Airlines also have regulations and fees for traveling with pets, but in most cases you can bring your pet along. Airlines follow the USDA's guidelines for the transportation of animals, so you will find most of the airlines have the same rules and regulations.
With a little preparation you can take your pet with you on your vacation.
If you are traveling out of the country, a quarantine time may be required; be sure to check with the country you're traveling to before heading out. Dogs and cats must be at least eight weeks old and weaned at least five days before flying.
The pet should be in a cage large enough for the animal to stand up, turn around, and lie down. It should also have ventilation on both sides.
The cage needs a label that says "Live Animal" with arrows to show which side is up. The label should include the owner's name, address, and phone number. If the pet carrier is within the size limit of a carry-on bag, you may be able to bring it in the cabin of the plane and store it under your seat. Arrangements for the animal to travel with you in the cabin need to be made at the time you book your reservation, and there may be additional fees.
Before you and your pet board the plane, make sure your pet has been exercised, had plenty of water to avoid dehydration, and limited food intake for the six hours prior to flying—a nearly empty stomach is recommended. Check with your veterinarian for instructions specific to your pet's age, health, and normal feeding regimen.
Giving your pet tranquilizers or sedatives before flying is strongly discouraged. The increased altitude can cause respiratory and cardiovascular problems for an animal that has been tranquilized or sedated.
Traveling by car? If you don't take your pet along in the car regularly, taking a few short rides before you go on a long trip will help the animal get used to riding in the car. Be sure to stop regularly to exercise your pet when on a long trip.

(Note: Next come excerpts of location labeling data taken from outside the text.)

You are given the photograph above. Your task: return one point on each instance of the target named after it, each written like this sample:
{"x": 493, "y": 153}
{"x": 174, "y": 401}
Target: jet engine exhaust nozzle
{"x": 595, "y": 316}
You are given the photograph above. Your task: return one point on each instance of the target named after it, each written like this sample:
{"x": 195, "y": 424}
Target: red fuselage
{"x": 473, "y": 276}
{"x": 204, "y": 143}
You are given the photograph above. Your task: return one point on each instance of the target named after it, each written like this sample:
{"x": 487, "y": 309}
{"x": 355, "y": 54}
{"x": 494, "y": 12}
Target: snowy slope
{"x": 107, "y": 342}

Is the destination pet-friendly?
Whether you are staying with family, friends, in a hotel, or going camping, always call ahead to see if pets are welcome and if your destination has a pet-friendly environment. Bring a portable carrier to keep your pet in when you're going out or check to see if kennel facilities are available. If you're staying at a hotel, tell the front desk if you are going to leave your pet in the room when you are gone—you don't want to surprise the maids when they come to clean or have them inadvertently let your pet out of your room.
Here are web sites with information on hotels, motels, bed and breakfasts, camp grounds, etc. that allow pets:
Is your pet healthy enough to safely make the trip?
Before going on any trip with your pet, always consider the pet's age, health, and anxiety level of being in a new environment. A full physical exam, vaccinations, heartworm test, and possibly blood work by your veterinarian should be performed before your pet travels. Micro-chipping your pet in case it gets lost and having it groomed so that it is more comfortable traveling a re both worth considering. If your pet is older, ill, gets carsick, or is just nervous when traveling, you may want to look into a good boarding facility or pet sitter rather than taking the pet along.
What do you need to bring?
Before traveling, make a checklist and gather everything you'll need to keep your pet comfortable and safe on your trip. Some items to include on your list:
• Pet food
• Food and water dishes
• Collar with current tags
• Vaccination record
• Health certificate
• Litter and box for cat
• Favorite toy
• Any medication the animal is taking
• Grooming supplies
• Animal first-aid kit
• Recent photo (in case your pet gets lost)
• Phone numbers to your veterinarian, 24-hour emergency veterinary clinics at your destination, and the national, poison control hotline.
Traveling with your pet can be a lot of fun and a great way to include the whole family. Planning ahead and being prepared will ensure a smooth and safe trip for everyone!